Once all the petitions are counted, the board must certify an election, which would be held six weeks after it is certified by the board. If a primary is needed, that would be held first, then a general election four weeks after the primary.
Kennedy said it will take several days just to scan in the signatures for the review. The petitions will be taken to an undisclosed location for review by some 30 workers hired by the GAB, and the petitions will be posted on the GAB website once they are scanned. The GAB will have a webcam set up at the petition center this week for the public to view the effort. To view the webcam, click here.
As a result, an election might not happen until June or later.
Organizers Call Recall ‘Incredible’
Organizers needed more 540,000 signatures for each to force the recall election.
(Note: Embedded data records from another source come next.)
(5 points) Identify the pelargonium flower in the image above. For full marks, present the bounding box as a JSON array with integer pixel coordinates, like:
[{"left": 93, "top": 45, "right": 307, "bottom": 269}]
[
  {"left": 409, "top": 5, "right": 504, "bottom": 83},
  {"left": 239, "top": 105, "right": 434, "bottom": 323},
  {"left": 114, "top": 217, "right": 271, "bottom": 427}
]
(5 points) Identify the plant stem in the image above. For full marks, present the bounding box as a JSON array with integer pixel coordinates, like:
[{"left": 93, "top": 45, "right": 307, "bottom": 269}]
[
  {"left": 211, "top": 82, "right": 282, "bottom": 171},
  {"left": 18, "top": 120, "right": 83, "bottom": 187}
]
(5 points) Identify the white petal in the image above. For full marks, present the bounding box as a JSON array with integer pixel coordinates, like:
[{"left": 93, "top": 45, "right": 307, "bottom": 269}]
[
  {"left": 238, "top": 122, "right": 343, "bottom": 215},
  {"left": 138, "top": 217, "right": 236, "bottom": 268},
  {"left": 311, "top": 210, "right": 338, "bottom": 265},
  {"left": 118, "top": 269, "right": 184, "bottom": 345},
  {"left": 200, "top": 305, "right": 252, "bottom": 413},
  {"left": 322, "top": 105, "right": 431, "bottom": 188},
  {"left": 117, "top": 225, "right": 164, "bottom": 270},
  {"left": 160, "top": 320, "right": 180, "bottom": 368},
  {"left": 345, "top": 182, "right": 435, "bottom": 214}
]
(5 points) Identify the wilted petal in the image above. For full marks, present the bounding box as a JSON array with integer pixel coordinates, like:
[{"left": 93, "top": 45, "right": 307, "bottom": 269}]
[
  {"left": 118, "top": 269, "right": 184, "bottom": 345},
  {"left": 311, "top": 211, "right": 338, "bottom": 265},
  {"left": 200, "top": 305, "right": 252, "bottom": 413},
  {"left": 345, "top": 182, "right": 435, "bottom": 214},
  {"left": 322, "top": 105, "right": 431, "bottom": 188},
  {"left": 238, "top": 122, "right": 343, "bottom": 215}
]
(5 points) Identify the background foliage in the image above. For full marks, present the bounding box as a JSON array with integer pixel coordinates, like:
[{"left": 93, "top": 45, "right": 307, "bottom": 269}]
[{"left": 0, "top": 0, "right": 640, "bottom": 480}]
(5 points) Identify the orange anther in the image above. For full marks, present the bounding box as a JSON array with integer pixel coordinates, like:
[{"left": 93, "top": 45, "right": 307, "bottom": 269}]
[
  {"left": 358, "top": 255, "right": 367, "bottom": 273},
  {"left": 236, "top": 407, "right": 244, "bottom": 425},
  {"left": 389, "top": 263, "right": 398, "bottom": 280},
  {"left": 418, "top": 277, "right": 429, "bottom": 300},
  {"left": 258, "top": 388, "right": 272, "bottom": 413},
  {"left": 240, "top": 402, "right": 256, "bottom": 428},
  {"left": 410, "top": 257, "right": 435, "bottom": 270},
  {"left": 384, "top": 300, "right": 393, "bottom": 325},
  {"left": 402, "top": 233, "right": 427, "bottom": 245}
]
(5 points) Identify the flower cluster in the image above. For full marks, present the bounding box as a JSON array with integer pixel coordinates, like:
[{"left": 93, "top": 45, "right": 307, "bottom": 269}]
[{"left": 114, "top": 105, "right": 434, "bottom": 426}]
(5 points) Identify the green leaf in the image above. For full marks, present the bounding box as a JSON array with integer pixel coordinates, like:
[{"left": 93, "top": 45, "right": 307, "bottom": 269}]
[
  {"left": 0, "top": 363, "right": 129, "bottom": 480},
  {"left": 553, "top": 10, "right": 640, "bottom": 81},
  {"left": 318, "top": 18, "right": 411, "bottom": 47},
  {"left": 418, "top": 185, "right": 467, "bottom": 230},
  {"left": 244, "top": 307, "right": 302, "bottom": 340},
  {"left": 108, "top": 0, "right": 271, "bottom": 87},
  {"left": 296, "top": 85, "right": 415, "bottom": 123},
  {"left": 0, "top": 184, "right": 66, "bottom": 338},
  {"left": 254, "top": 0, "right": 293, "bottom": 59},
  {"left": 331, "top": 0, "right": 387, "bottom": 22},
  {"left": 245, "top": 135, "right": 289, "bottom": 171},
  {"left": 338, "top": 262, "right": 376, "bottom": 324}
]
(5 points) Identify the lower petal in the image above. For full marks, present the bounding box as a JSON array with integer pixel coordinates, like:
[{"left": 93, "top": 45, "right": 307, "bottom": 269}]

Besides Walker, they said they turned in about 305,000 more signatures than needed to force a recall election of Lt. Gov. Rebecca Kleefisch. They said that they brought more than 3,000 pounds of papers to turn in.
Recall organizers said collecting a million names, addresses and signatures in 60 days for a recall is unprecedented in Wisconsin.
“What we have accomplished is incredible. This is one of the greatest exercises of democracy in American history,” said Ryan Lawler, of United Wisconsin.
Volunteers said the total number of signatures submitted should put a recall election for Walker beyond question.
“My response to (Walker) is let’s go have this election. You have said we’re going to get these signatures. You’re going to need to disqualify almost one out of every three signatures we hand in; it is simply not going to happen,” said Mike Tate, chairman of the Democratic Party of Wisconsin.
Petitions Turned In On Tuesday
On Tuesday, recall circulators lined up around a U-Haul truck filled with boxes of petition signatures. They later brought them into the office of the state elections board — the Government Accountability Board — located near the state Capitol. Volunteers formed a line leading to the office as others marched inside with the boxes covered in blue tape.
Additional petition signatures were also filed to force recall elections for Kleefisch and four Republican senators, including the Republican leader in the state Senate. (Read more about other recall efforts)
The recall effort was spurred by anger over Walker’s moves his first year in office, particularly his fight against public sector unions. Much of the uproar focused on legislation pushed by the governor last year that ended nearly all collective bargaining rights for most public workers.
The opposition to the measure started with massive protests in February and March of 2011 and then grew into organized campaigns first to recall state senators and then Walker himself. The formal signature drive against the governor started two months ago.
Recalls Are Rare In American Politics
The recall of a sitting governor is a political rarity in American history. There have been just two successful gubernatorial recalls in the nation’s history — against California Gov. Gray Davis in 2003 and North Dakota Gov. Lynn Frazier in 1921.
However, recalls have become common in Wisconsin since the political tumult of 2011. Last summer, six Republican state senators and three Democrats faced recall elections. Two Republicans lost, leaving the party with a narrow one-vote majority in the Senate.
The Walker recall couldn’t officially be filed until after he had served a year in office, an anniversary that was hit earlier this month.